Another day, another claim from the team’s ownership that the Senators need to go “deep” in the second round just to break even.
This has been repeated like a mantra ever since the 2007 run to the Finals, and to this day it smacks of creative accounting. How can a team with better-than-average attendance in a terrible year (11th best, better than the Rangers or Penguins or Bruins), higher-than-average ticket prices (again 11th), and all of the television revenue and merchandising sales that comes from being in a Canadian market possibly claim to be losing money?
Granted, they spent to the cap last year, but it’s hard to understand how a team that does better than almost 2/3rds of the league and spends to a ceiling linked to the prosperity of the league in general could possible be required to get to the second round just to break even. If that’s the case, how on earth do the other 2/3rds of the clubs get by? What kind of business model is that?
It’s not that I doubt that television and merchandising revenues are higher in a market like Boston or New York. Or that clubs like Columbus and Florida (who haven’t made the playoffs in years) are losing boatloads of cash. But an enormous market or consistently horrible club are exceptions, not the standard by which the league’s model is designed. A team simply can’t be expected to be among the very best year after year just to get in the black.
More likely is that the team is getting creative with the public face of its accounting in order to scare up more support – a tactic that just might work, given the team went bankrupt back before there were revenue-sharing schemes and a salary cap. This fanbase is just sensitive enough to respond to a good scare campaign right on the eve of a new season. Oh, check it out: tickets just went on sale! How convenient.

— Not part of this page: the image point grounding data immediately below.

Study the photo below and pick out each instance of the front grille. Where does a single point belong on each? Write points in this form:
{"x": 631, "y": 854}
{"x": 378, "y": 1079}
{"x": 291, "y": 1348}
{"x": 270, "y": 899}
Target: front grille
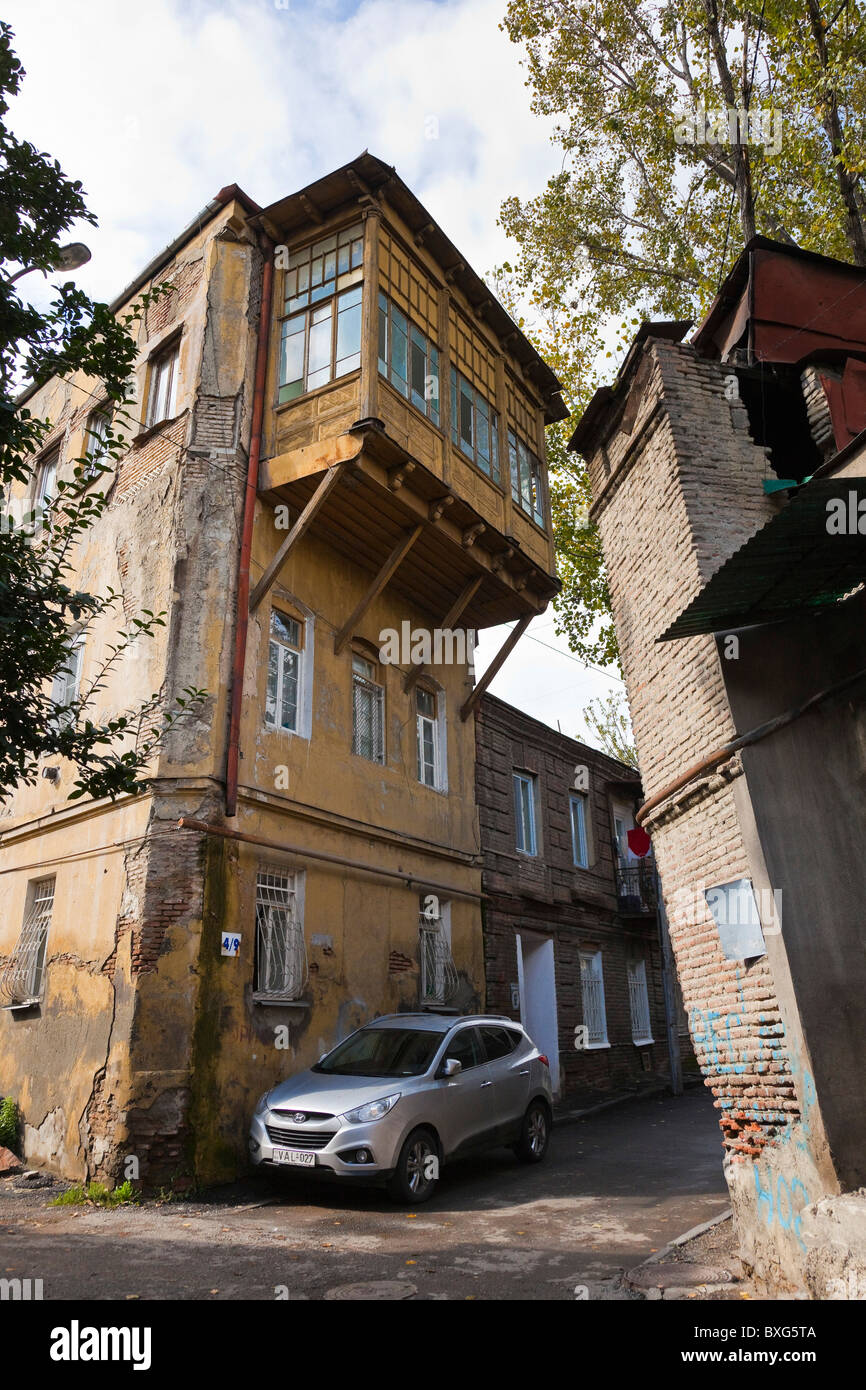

Also, with a CBA negotiation lurking next offseason, it’s in the owners’ best interests to present a united front of hard-done-by billionaires losing cash just because they love hockey that much. From public investment in new arenas to salary control: there’s a lot more to be gained by claiming to be losing money than in claiming to be doing fine.
The fact of the matter is that Melnyk owns the arena, and whatever revenues the team generates probably go into paying off fixed costs associated with franchise ownership, including operating expenses. The team, with all of its salaries and travel, may lose money relative to ticket sales. But television, merchandise, concerts at Scotia Bank Place and everything associated with assets owned because of the club but not directly related to its operations probably represent pure profit. Melnyk’s overall financial picture is rosier than what we’re being presented with.
After all, creative accounting isn’t exactly new around here.